One argument that one could make for still calculating the squared length is that it forces you to think precisely about the (geometric) problem and makes your code more to the point by that. Which is certainly more important than shaving off a few milliseconds over the course of a few million computations.
Cheers,
zipit -
@zipit said in What is Vector.GetLengthSquared() really meant for?:
My major point was that there are certain programming assumptions (multiplication is better than division, never take the square root if avoidable, cubic complexity is uncomputable, etc.) that should be taken with a grain of salt due to the fact that they rely on a certain "state" of hardware.

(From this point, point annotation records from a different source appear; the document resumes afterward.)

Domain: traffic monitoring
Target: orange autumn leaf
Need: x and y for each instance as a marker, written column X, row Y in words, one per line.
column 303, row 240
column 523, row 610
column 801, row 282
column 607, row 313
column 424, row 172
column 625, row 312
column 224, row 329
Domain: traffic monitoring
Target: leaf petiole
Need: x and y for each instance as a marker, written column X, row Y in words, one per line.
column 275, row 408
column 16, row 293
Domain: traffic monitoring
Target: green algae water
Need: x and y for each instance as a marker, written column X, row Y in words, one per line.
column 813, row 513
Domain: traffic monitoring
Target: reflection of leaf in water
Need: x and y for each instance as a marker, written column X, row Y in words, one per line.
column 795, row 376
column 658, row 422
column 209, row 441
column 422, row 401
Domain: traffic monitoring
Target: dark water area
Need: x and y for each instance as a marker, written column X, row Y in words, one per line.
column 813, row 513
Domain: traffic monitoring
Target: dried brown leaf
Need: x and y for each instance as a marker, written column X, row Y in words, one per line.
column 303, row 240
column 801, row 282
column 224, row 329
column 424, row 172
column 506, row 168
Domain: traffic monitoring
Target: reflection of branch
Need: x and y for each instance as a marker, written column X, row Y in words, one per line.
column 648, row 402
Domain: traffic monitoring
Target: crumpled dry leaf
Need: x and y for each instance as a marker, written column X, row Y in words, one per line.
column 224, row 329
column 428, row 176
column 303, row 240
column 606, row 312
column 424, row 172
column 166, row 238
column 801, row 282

I.e. all these three do not really hold true anymore to the extent they once did. (...)
That goes without saying... ultimately, any effort towards optimization needs to be checked for effectivity.
Nevertheless, I was curious and abused a plugin of mine to execute some timer checks in C++, just for comparison (code excerpt only):
using namespace std::chrono; Vector v(100.0, 100.0, 100.0); float f; milliseconds ms1, ms2, diff; ms1 = duration_cast<milliseconds>( system_clock::now().time_since_epoch() ); for (int i = 0; i < 100000000; i++) { f = 0; // v.GetLength(); } ms2 = duration_cast<milliseconds>( system_clock::now().time_since_epoch() ); diff = ms2 - ms1; GePrint(maxon::String("Time counter Empty:") + maxon::String::IntToString(diff.count())); ms1 = duration_cast<milliseconds>( system_clock::now().time_since_epoch() ); for (int i = 0; i < 100000000; i++) { f = v.GetLength(); } ms2 = duration_cast<milliseconds>( system_clock::now().time_since_epoch() ); diff = ms2 - ms1; GePrint(maxon::String("Time counter GetLength:") + maxon::String::IntToString(diff.count())); ms1 = duration_cast<milliseconds>( system_clock::now().time_since_epoch() ); for (int i = 0; i < 100000000; i++) { f = v.GetSquaredLength(); } ms2 = duration_cast<milliseconds>( system_clock::now().time_since_epoch() ); diff = ms2 - ms1; GePrint(maxon::String("Time counter GetSquaredLength:") + maxon::String::IntToString(diff.count()));
Switching off all optimizations, I get (for multiple button presses):
Time counter Empty:185 Time counter GetLength:921 Time counter GetSquaredLength:228 Time counter Empty:184 Time counter GetLength:922 Time counter GetSquaredLength:228 Time counter Empty:183 Time counter GetLength:921 Time counter GetSquaredLength:228 Time counter Empty:183 Time counter GetLength:922 Time counter GetSquaredLength:228 Time counter Empty:185 Time counter GetLength:921 Time counter GetSquaredLength:228 Time counter Empty:183 Time counter GetLength:921 Time counter GetSquaredLength:227
That is far more like what I expected (double so if you consider that the loop with a constant assignment already takes 185ms).
Considering that I had to up the loop count to a hundred million to get measurable results, it is practically guaranteed that any difference between GetLength and GetLengthSquared in the Python sample is drowned in the Python interpreter's overhead, and any result from my initial tests must be attributed to sheer randomness.